Every goat book that I have including my vet book does not recommend giving cow's milk to goats. It does not have the recommended vitamins, minerals or nutrients & can give them scours so bad they could die. The only milk I give mine is Purina milk replacer for kids & lambs only. I don't use the ones for every pet. I am throwing away cow's milk that I have excess of because I know it isn't enough for the kids. Once you choose a milk don't change in midstream or the scours may occur. I haven't had scours or anything but healthy kids.SD
-- susan dunn (firstname.lastname@example.org), February 08, 2002.

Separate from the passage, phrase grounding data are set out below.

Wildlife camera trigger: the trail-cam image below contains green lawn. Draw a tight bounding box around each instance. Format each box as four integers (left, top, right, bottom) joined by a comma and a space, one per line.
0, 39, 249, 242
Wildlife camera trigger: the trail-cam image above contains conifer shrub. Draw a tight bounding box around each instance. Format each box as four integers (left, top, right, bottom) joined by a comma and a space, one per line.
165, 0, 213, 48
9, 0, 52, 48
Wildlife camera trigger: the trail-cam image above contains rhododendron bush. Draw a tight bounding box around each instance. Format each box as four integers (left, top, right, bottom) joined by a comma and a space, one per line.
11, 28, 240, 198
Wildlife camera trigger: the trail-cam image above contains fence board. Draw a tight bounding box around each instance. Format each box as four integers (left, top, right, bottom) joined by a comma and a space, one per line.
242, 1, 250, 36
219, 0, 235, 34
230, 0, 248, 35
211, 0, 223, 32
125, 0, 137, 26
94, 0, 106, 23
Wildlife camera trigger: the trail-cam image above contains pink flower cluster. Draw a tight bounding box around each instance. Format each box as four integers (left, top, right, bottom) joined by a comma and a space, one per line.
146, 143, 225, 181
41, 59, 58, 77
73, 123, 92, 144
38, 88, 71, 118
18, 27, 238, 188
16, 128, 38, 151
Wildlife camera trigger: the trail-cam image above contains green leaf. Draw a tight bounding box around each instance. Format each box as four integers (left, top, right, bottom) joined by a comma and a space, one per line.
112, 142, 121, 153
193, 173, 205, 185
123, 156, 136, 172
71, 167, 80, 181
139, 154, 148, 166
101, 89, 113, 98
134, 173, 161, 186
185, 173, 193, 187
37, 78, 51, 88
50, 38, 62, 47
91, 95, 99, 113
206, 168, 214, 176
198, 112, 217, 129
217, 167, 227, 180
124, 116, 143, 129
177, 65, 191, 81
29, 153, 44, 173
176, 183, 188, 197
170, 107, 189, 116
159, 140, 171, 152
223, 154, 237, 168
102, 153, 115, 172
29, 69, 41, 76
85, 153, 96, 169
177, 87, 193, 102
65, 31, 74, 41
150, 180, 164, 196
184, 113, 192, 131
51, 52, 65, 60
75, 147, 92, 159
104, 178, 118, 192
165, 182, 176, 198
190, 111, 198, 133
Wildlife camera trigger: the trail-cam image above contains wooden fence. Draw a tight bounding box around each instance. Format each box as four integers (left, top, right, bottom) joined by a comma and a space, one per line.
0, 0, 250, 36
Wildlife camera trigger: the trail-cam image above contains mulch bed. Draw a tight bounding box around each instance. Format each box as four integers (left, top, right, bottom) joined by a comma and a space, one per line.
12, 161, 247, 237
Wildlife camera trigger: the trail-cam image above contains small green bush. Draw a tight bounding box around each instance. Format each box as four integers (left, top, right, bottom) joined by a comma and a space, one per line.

Hi Susan, which vet text? If you are afraid your cows milk is to rich than heat it, add some rennet to it, scoop out the milk solids and feed the whey to the goats, with some vitamins added. That is exactly the ingredient in Purina Kid Milk replacer.
If I had acess to whole cows milk than I would decream it and feed it to my kids, we have used vitamin D grocery store milk many times, it is the only product we recommend when somebody purchases a kid from us and they don't have goats milk. To throw away a wonderful farm fresh product like your cows milk to feed something synthetic, Purina is whey and about 15 vitamins and minerals added, isn't good ecomonic sense. There are probably hundreds of testimonials on the benefits of feeding cows milk or grocery store milk over replacer on all the goat lists! But of course goat milk is the best, and my 5 little ones (3 purchased and 2 on doe kid back programs) will be very happy when the does start kidding in March! Vicki
-- Vicki McGaugh TX (email@example.com), February 09, 2002.
"Bullhockey" I know several bredders and meat goat producers that have used cowsmilk from the store successfully. I even had to use it in Nov of 2000 when we had a group of 5 does have double kiddings. The does kiddded 2 times that yr, their milk production was down, so we had to supplement with something. I do not like to use replacer unless I really have to. I have heard so many horror stories about goats bloating and dieing from replacer. there are only 2 replacers I would suggest, Land O Lakes and the new replacer at www.springbriar.com made specifically for goats.
Many breeders who practice CAE prevention use cows milk if they can't get goats milk for whatever reason.
Replacer also causes scours. But a litle Immuno-G or ID-1 should help that, we started using it 3 yrs ago, no scours, healthy kids and can drink as much as they can without scours.